Niña como era, no cabía en ella la potestad de decidir esponsales, por muy reina que fuera y declarada su mayoría de edad por el parlamento a los trece añitos en un alarde más de sentido común. Aquella responsabilidad, por lo irresponsable de la reina, recayó, por tanto, en el presidente del consejo de ministros, el General Don Ramón María Narváez, más conocido, por su tozudez y autoritarismo, como el Espadón de Loja. Entre los candidatos hubo un pretendiente Carlista, primo de la reina; un conde italiano, primo de la reina y varios hijos del rey liberal de Francia, primos lejanos de la reina. En resumidas cuentas, se propusieron elegir a cualquiera que fuera primo de la reina.

Así, en la conferencia de Eu, a las afueras de París, los grandes poderes europeos llegaron en 1845 al acuerdo de que un Borbón, esto es un primo de la reina, fuera elegido como consorte de Isabel II. Y el elegido fue Francisco de Asís Borbón que, para mayor seguridad, era doblemente primo de la reina, pues sus padre era hermano del padre de Isabel II y su madre, hermana de la madre de la reina.

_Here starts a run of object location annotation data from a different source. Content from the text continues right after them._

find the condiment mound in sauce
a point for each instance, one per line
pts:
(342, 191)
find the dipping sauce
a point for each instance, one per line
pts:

De modo que, ya metidos de lleno en la tómbola, y habiendo tomado una de las peores decisiones posibles, tocaba descubrir las sorpresas del pobre Don Francisco de Asís: resultaba que el infante, fuera o no homosexual como afirmaban las malas lenguas y algún que otro historiador, sufría de hipospadias lo que, en aquella época, le impedía de todo punto procrear. Ya me dirán, queridos lectores, en qué posición entre las malas decisiones tomadas por un político en España hay que poner esta de elegir un consorte que no podía cumplir con la única misión que se le había encomendado.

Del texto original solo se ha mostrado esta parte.